Open Problems in Decentralized AI Infrastructure — Part 2: Communication, Resource Allocation and Incentives

Sarah Azouvi
10 min readJun 17, 2024

--

This is the second part of this series on open problems in decentralized AI infrastructure. The first part was about verifiable computations and the third part (to be published) will be about data, ownership and privacy.

We now discuss issues related to decentralized system design such as communication, resource allocation and incentives.

Although machine learning computations are highly parallelizable and hence a good candidate for being decentralized, there are many problems that come with decentralized training.

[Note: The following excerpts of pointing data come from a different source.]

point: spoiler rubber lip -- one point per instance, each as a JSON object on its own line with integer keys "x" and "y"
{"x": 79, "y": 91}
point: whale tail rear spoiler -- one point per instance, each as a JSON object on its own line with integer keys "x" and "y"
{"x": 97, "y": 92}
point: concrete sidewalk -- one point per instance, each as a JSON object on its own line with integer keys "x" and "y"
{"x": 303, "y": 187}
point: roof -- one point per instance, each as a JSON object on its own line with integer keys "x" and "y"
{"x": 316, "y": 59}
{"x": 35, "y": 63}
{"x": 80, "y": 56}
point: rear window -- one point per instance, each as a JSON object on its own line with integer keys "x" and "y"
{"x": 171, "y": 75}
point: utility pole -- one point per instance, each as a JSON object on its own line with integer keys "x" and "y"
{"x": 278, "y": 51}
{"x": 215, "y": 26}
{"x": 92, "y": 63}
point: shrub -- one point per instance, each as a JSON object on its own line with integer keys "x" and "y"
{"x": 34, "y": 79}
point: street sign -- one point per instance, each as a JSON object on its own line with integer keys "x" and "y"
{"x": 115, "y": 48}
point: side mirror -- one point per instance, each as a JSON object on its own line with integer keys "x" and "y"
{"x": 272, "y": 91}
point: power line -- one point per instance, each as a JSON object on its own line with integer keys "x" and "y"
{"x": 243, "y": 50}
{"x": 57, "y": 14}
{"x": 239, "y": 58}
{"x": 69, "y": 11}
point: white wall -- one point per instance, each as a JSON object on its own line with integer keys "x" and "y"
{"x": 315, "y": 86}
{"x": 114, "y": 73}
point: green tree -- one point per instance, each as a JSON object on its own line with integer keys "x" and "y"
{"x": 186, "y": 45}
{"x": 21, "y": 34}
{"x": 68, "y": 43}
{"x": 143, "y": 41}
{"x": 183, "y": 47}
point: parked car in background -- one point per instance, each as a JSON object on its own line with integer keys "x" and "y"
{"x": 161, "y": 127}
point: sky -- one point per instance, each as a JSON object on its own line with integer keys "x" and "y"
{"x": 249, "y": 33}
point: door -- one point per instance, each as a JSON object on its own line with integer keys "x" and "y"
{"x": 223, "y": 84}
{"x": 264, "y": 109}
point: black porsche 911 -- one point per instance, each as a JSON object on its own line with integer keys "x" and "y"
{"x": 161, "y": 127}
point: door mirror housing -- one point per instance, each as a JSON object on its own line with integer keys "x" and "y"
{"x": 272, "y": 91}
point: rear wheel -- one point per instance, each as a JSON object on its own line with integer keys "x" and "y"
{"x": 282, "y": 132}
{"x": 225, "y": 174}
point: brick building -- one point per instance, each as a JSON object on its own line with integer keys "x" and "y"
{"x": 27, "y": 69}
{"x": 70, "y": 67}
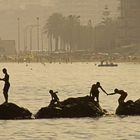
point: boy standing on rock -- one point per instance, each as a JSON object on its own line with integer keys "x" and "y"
{"x": 6, "y": 85}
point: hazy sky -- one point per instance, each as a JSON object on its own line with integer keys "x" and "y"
{"x": 28, "y": 10}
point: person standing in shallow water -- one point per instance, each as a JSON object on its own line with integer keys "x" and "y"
{"x": 94, "y": 92}
{"x": 54, "y": 97}
{"x": 6, "y": 84}
{"x": 122, "y": 93}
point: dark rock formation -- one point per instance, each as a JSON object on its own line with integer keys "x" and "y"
{"x": 12, "y": 111}
{"x": 72, "y": 107}
{"x": 129, "y": 108}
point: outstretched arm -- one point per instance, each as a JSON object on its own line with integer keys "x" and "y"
{"x": 2, "y": 79}
{"x": 103, "y": 90}
{"x": 90, "y": 92}
{"x": 111, "y": 93}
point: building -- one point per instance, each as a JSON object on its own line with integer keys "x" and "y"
{"x": 129, "y": 22}
{"x": 7, "y": 47}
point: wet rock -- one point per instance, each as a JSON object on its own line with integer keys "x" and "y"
{"x": 71, "y": 108}
{"x": 12, "y": 111}
{"x": 129, "y": 108}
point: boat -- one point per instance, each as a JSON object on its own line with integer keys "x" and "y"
{"x": 107, "y": 64}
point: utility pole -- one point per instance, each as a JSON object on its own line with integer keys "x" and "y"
{"x": 18, "y": 20}
{"x": 37, "y": 33}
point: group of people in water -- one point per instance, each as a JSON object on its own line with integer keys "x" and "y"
{"x": 94, "y": 92}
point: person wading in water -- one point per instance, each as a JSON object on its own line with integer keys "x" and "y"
{"x": 94, "y": 92}
{"x": 6, "y": 85}
{"x": 122, "y": 93}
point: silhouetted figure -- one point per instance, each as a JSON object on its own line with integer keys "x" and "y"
{"x": 94, "y": 92}
{"x": 54, "y": 97}
{"x": 6, "y": 85}
{"x": 122, "y": 93}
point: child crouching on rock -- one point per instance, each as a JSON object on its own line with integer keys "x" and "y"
{"x": 54, "y": 97}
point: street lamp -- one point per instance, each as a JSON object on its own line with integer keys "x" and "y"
{"x": 18, "y": 20}
{"x": 37, "y": 33}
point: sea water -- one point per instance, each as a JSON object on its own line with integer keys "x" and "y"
{"x": 29, "y": 88}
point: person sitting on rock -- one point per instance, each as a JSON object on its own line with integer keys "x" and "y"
{"x": 94, "y": 92}
{"x": 6, "y": 85}
{"x": 122, "y": 93}
{"x": 54, "y": 97}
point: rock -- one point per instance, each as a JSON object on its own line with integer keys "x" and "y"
{"x": 129, "y": 108}
{"x": 12, "y": 111}
{"x": 71, "y": 108}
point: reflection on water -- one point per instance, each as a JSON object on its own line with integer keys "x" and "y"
{"x": 29, "y": 88}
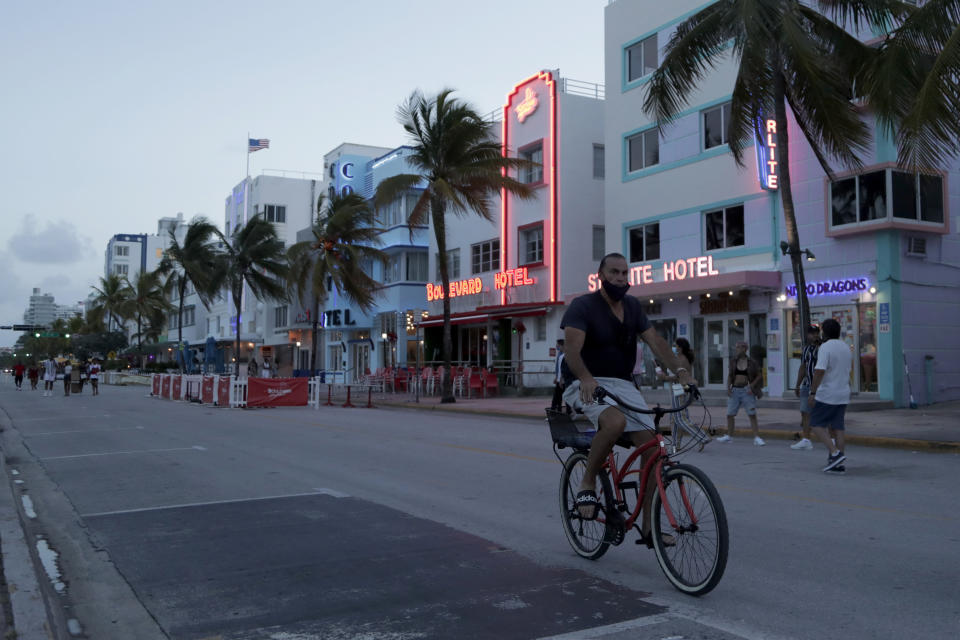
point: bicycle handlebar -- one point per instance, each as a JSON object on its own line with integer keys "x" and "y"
{"x": 691, "y": 391}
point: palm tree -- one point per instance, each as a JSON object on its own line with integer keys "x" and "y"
{"x": 195, "y": 261}
{"x": 343, "y": 235}
{"x": 788, "y": 54}
{"x": 461, "y": 166}
{"x": 254, "y": 257}
{"x": 147, "y": 304}
{"x": 111, "y": 299}
{"x": 915, "y": 86}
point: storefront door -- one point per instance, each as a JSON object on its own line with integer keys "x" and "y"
{"x": 361, "y": 359}
{"x": 722, "y": 335}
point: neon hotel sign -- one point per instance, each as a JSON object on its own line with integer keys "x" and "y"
{"x": 673, "y": 271}
{"x": 518, "y": 277}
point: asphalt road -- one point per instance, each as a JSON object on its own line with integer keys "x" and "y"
{"x": 181, "y": 521}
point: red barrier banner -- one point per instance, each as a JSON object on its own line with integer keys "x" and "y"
{"x": 223, "y": 391}
{"x": 165, "y": 387}
{"x": 207, "y": 390}
{"x": 277, "y": 392}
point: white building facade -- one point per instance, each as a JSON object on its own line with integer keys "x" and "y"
{"x": 702, "y": 235}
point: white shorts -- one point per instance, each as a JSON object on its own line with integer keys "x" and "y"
{"x": 622, "y": 388}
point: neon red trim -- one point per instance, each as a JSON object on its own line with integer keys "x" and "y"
{"x": 553, "y": 249}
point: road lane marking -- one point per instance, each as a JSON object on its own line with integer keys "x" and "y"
{"x": 57, "y": 433}
{"x": 320, "y": 492}
{"x": 330, "y": 492}
{"x": 836, "y": 503}
{"x": 599, "y": 632}
{"x": 117, "y": 453}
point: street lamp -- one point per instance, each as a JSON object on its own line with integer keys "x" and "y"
{"x": 786, "y": 249}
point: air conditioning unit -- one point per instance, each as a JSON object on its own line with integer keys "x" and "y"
{"x": 917, "y": 247}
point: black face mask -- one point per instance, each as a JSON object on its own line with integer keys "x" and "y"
{"x": 616, "y": 292}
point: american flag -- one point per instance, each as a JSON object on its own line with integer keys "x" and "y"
{"x": 258, "y": 143}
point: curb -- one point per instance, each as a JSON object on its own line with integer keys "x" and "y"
{"x": 21, "y": 568}
{"x": 907, "y": 444}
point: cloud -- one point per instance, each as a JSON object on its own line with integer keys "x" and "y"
{"x": 55, "y": 243}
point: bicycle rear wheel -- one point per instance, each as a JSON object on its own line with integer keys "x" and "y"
{"x": 695, "y": 564}
{"x": 585, "y": 536}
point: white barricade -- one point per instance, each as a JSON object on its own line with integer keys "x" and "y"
{"x": 238, "y": 392}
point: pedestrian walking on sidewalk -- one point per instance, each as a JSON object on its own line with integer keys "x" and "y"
{"x": 94, "y": 372}
{"x": 67, "y": 373}
{"x": 18, "y": 371}
{"x": 744, "y": 382}
{"x": 33, "y": 373}
{"x": 802, "y": 389}
{"x": 49, "y": 376}
{"x": 830, "y": 394}
{"x": 557, "y": 402}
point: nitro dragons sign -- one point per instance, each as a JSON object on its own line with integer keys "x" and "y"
{"x": 849, "y": 285}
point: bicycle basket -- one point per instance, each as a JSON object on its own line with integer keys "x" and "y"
{"x": 565, "y": 433}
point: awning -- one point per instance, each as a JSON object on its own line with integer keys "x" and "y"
{"x": 495, "y": 313}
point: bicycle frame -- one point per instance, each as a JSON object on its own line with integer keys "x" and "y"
{"x": 654, "y": 465}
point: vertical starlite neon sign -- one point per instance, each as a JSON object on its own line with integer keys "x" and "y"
{"x": 768, "y": 160}
{"x": 524, "y": 100}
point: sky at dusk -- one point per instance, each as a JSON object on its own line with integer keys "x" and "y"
{"x": 116, "y": 114}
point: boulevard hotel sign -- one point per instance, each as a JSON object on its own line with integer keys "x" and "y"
{"x": 518, "y": 277}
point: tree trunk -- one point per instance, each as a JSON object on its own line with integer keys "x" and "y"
{"x": 182, "y": 287}
{"x": 236, "y": 353}
{"x": 440, "y": 230}
{"x": 314, "y": 346}
{"x": 786, "y": 198}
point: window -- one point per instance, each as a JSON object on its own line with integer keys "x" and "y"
{"x": 417, "y": 266}
{"x": 724, "y": 228}
{"x": 391, "y": 269}
{"x": 453, "y": 264}
{"x": 645, "y": 242}
{"x": 532, "y": 174}
{"x": 485, "y": 256}
{"x": 867, "y": 197}
{"x": 644, "y": 150}
{"x": 531, "y": 244}
{"x": 599, "y": 242}
{"x": 598, "y": 166}
{"x": 540, "y": 328}
{"x": 642, "y": 58}
{"x": 715, "y": 123}
{"x": 275, "y": 213}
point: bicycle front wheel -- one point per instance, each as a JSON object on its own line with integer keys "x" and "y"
{"x": 695, "y": 562}
{"x": 585, "y": 536}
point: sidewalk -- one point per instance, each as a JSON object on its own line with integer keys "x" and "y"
{"x": 927, "y": 428}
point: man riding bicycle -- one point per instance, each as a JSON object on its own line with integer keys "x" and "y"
{"x": 600, "y": 333}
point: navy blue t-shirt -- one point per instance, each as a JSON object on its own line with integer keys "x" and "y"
{"x": 610, "y": 347}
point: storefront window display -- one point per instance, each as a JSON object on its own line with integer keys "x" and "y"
{"x": 857, "y": 329}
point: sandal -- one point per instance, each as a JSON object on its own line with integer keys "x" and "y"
{"x": 586, "y": 498}
{"x": 667, "y": 539}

First, as with any distributed systems, communication overhead is a big issue which usually leads to higher latency compared to centralized setups.

Second, in realistic scenarios, the compute nodes can have varying compute and network capabilities. Efficiently leveraging and load balancing across such heterogeneous workers is challenging and impacts the overall training time.

Lastly, there is the issue of how to design incentives that drive the correct type of behavior from all the actors in the system.

Communication

Latency is a significant challenge in decentralized computing, and even more so for ML workloads. The decentralized nature of the system introduces communication overhead, leading to slower processing times compared to centralized setups. For example, Gensyn found that (on CPU) their decentralized training protocol adds a 46% time overhead compared to native training (for MNIST image classification). However, this overhead comes in great part from their verification mechanism, which would not be necessary in a trusted setting.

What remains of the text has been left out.